Resurrecting mammoths and the effect of water and oxygen in creating genetic mutations were among the topics raised by an audience of more than a hundred students from schools in Camden, Barnet and Kent when they questioned the Nobel Laureate Tim Hunt and his colleague Julie Cooper about science.
The discussion, chaired by the Guardian’s science correspondent Alok Jha, began with a question on how long it would take to develop nanorobots to attack cancer cells. Tim Hunt was sceptical. He argued that cancer cells were already attacked by chemotherapy treatments saying it would take a long time to develop a nanorobot capable of recognising a cancerous cell. He explained that cancers were caused when a person’s own cells begin to divide uncontrollably, making them very difficult to target. In response, another student asked if viruses could be used to attack cancers. Julie Cooper responded: “Possibly… why don’t you come and work for us and find out?”
The question of whether or not it would be possible to use the DNA of a woolly mammoth to grow a new animal prompted some disagreement and a long discussion. Julie Cooper said it was not possible while Tim Hunt thought it might be possible if a piece of DNA of high enough quality was used and placed inside an elephant’s egg which had the nucleus removed. He concluded: “it would be very, very difficult but not impossible”.
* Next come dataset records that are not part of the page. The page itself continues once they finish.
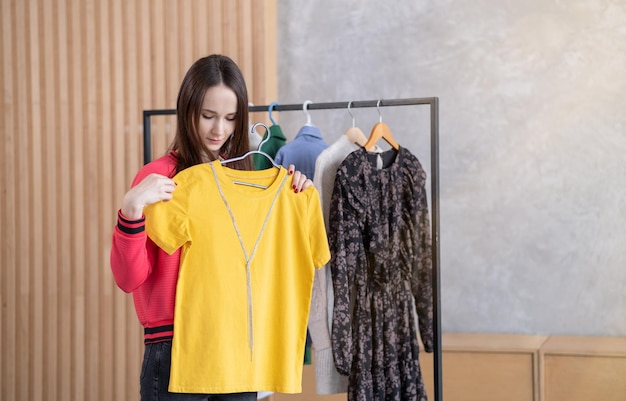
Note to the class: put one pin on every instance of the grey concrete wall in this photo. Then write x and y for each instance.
(532, 132)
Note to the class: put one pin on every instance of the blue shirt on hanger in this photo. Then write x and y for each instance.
(303, 150)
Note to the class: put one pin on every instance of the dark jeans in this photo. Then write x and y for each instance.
(155, 377)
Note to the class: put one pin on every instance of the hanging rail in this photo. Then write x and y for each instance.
(433, 102)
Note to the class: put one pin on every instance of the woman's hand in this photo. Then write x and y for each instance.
(299, 182)
(154, 188)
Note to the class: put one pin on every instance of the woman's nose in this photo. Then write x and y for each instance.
(218, 126)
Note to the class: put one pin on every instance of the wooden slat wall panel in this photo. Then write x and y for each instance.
(76, 76)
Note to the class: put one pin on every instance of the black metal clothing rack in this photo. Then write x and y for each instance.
(433, 102)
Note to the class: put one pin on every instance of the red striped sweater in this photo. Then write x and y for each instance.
(141, 267)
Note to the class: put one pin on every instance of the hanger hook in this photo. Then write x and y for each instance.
(267, 131)
(351, 115)
(270, 111)
(305, 108)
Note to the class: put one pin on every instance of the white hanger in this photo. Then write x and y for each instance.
(305, 109)
(252, 152)
(354, 133)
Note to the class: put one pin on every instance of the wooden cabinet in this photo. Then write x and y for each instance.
(511, 367)
(584, 368)
(484, 367)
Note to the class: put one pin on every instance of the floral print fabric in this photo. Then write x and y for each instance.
(381, 267)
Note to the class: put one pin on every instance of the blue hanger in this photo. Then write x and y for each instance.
(270, 111)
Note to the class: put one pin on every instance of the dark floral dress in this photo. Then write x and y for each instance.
(381, 265)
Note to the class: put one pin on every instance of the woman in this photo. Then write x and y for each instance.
(212, 123)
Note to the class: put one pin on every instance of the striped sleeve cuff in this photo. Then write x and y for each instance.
(130, 226)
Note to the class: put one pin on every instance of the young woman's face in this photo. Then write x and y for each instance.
(217, 116)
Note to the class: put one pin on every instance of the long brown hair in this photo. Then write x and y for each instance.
(207, 72)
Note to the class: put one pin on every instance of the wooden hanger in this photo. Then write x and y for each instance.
(354, 133)
(380, 131)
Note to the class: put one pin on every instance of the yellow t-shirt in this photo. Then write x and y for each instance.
(215, 349)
“Which cancer is the most dangerous?” asked one student. “I’d recommend trying to avoid getting cancer in the first place,” said Tim Hunt. “Don’t smoke!” Tim Hunt went on to explain that mutations happen often in cells and are caused by environmental factors. He added that mutation was necessary for life on earth: “mutation got life out of the primordial swamp… without mutations” he explained, “there would be no humans and no music”. He told the audience two of the biggest causes of mutations were essential to the fabric of life: water and oxygen.
The discussion turned to stories in the newspapers read by some of the students about the daily reports of everyday items that are said to cause cancer or cure it. Alok Jha urged students to be cautious: “Always check the source of these stories” he said, “very often they are not what they seem.” He explained that the journal publishing the research should always be mentioned.
Turning to the best ways to advance science, one questioner asked: “Is competition better than collaboration?” “Both have a place,” said Julie Cooper but collaboration is more important.” Tim Hunt agreed but added: “Fields where there is no competition can get lazy,” he said. “You want to be first.”